В первый день «коварного мира», длившегося немногим больше месяца, Ахмеда Синая разбил удар. У него отнялась вся левая сторона, он как дитя малое пускал слюни и хихикал, а еще бессмысленно бормотал, особенно предпочитая скверные детские словечки, касающиеся испражнений. Хихикая и выкрикивая: «Кака!» и «Пися!», мой отец заканчивал свою полную превратностей жизнь, в очередной, и в последний, раз заблудившись, а также окончательно проиграв битву с джиннами.
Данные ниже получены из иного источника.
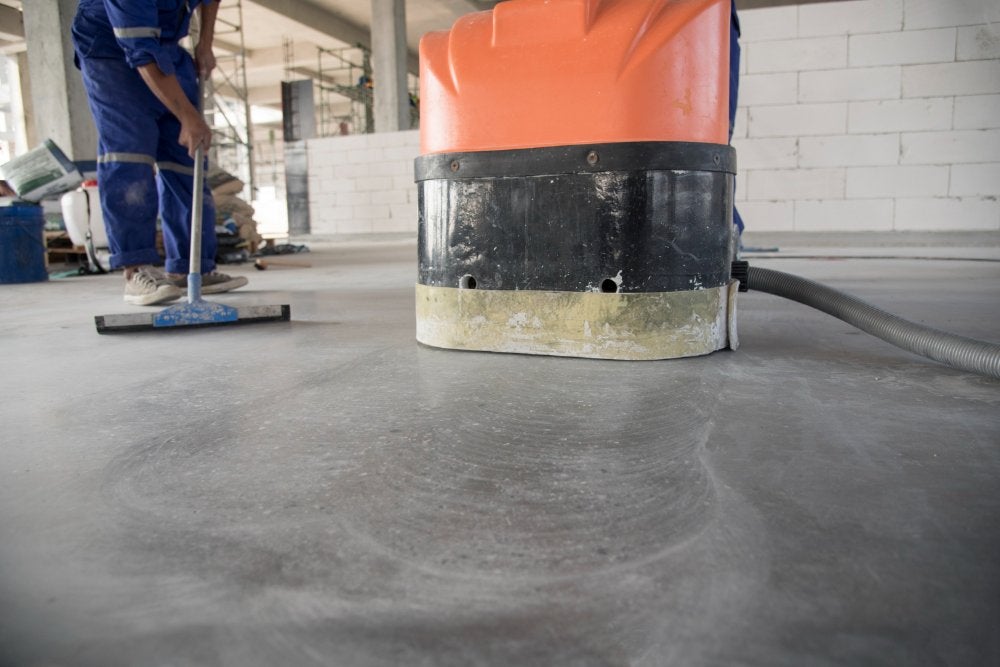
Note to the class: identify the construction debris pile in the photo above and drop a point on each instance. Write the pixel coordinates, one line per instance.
(235, 227)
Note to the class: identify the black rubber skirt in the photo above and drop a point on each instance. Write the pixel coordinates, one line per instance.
(627, 217)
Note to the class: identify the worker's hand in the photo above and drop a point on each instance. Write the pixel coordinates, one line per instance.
(204, 60)
(195, 132)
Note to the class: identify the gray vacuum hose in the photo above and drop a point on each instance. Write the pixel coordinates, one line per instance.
(966, 354)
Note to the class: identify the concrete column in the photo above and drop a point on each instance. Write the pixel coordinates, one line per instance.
(58, 100)
(392, 103)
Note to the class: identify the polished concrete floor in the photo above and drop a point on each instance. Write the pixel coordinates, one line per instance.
(329, 492)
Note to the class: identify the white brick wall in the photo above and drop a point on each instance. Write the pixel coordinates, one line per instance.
(854, 115)
(871, 115)
(363, 184)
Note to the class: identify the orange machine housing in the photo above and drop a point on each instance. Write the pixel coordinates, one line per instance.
(536, 73)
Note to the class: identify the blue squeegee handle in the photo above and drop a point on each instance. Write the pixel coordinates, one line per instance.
(197, 200)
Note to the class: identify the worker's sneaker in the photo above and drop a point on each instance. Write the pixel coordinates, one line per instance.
(211, 283)
(148, 286)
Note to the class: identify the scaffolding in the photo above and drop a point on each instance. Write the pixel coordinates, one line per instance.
(229, 113)
(345, 74)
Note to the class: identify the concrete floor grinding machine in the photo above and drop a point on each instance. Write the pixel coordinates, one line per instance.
(576, 189)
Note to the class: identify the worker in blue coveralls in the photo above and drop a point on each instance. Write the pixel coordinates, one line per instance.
(143, 92)
(734, 86)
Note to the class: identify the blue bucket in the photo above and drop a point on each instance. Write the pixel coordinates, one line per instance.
(22, 244)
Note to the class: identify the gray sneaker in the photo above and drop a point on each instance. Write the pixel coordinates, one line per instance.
(211, 283)
(148, 286)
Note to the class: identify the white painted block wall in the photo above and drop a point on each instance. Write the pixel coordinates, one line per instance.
(363, 184)
(858, 115)
(870, 115)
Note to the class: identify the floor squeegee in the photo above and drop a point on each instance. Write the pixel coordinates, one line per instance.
(194, 311)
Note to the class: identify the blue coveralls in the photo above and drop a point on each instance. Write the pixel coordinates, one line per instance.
(142, 170)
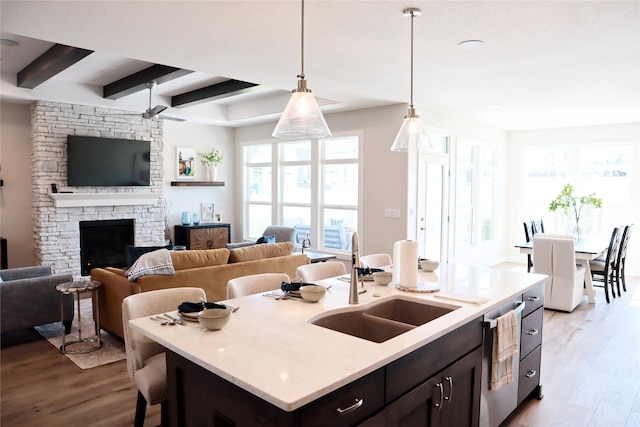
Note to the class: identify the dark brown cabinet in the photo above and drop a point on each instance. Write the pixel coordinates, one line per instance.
(435, 385)
(449, 398)
(203, 236)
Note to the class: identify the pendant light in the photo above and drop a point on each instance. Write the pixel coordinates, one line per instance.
(412, 131)
(302, 117)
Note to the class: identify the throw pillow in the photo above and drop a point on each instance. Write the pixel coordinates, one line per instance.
(133, 252)
(156, 262)
(255, 252)
(266, 239)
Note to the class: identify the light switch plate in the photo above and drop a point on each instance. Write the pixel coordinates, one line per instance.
(392, 213)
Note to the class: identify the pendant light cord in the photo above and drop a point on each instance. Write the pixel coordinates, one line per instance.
(301, 76)
(412, 16)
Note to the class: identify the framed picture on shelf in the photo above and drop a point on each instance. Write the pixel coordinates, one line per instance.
(206, 212)
(185, 163)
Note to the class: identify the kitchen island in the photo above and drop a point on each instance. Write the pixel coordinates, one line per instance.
(277, 365)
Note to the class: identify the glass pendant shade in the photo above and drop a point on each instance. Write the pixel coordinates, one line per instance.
(302, 117)
(413, 133)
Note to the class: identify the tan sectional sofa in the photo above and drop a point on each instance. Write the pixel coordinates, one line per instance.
(206, 269)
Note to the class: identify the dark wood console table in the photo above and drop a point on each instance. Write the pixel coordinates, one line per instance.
(203, 236)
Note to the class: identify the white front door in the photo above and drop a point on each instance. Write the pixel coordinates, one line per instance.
(433, 207)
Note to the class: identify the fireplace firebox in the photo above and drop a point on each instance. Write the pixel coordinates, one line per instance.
(103, 243)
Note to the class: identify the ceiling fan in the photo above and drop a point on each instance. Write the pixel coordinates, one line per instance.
(155, 111)
(152, 112)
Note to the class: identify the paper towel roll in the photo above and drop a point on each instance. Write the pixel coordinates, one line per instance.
(405, 263)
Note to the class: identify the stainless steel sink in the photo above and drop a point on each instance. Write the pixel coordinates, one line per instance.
(384, 320)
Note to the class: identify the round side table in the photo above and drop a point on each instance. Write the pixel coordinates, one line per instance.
(81, 345)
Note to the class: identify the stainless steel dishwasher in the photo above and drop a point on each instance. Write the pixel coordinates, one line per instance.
(496, 405)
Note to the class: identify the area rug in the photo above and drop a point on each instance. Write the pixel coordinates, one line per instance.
(112, 349)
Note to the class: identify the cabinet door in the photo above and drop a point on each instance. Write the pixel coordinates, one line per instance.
(420, 407)
(450, 398)
(462, 391)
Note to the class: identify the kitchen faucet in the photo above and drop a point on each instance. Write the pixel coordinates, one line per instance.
(355, 266)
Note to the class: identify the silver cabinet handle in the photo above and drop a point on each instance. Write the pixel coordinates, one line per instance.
(358, 403)
(450, 397)
(439, 405)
Он сидел, тряся головой и кудахтая, среди бракованных полотенец, в которых подытожилась вся его жизнь; среди бракованных полотенец моя мать, сокрушенная своей чудовищной беременностью, приветствовала наклоном головы пианолу Лилы Сабармати, забредшую к ней с визитом; или призрак брата Ханифа, или руки, порхающие, как бабочки вокруг свечи, вокруг-и-вокруг ее собственных… командор Сабармати навещал ее, прихватив свой чудовищный жезл, и Нусси-Утенок шептала: «Это конец, сестричка Амина! Конец света!» в сморщенное ухо моей матери… и теперь, пробившись сквозь недужную реальность моих пакистанских лет, стараясь отыскать хоть какой-то смысл в том, что казалось (сквозь марево мести моей тетки Алии) целым рядом ужасных, скрытых репрессий, которые были направлены на истребление наших бомбейских корней, я дошел до того места, когда приходится говорить о концах.
Должен сказать со всей определенностью: я глубоко убежден, что тайная цель индо-пакистанской войны 1965 года заключалась, ни много ни мало, как в том, чтобы стереть с лица земли мое злополучное семейство. Чтобы понять нашу недавнюю историю, нужно всего лишь тщательно, непредубежденно проанализировать, куда падали бомбы в этой войне.
Даже концы имеют начала; всякий рассказ требует последовательности. (К тому же и Падма подавляет все мои попытки поставить телегу впереди лошади). К 8 августа 1965 года история моей семьи достигла того предела, когда конец – заданный-падением-бомб – лишь милосердно принес долгожданное облегчение. Нет, не так, нужно употребить ключевое слово: если нам суждено было очиститься, только событие такого масштаба могло нам в этом помочь.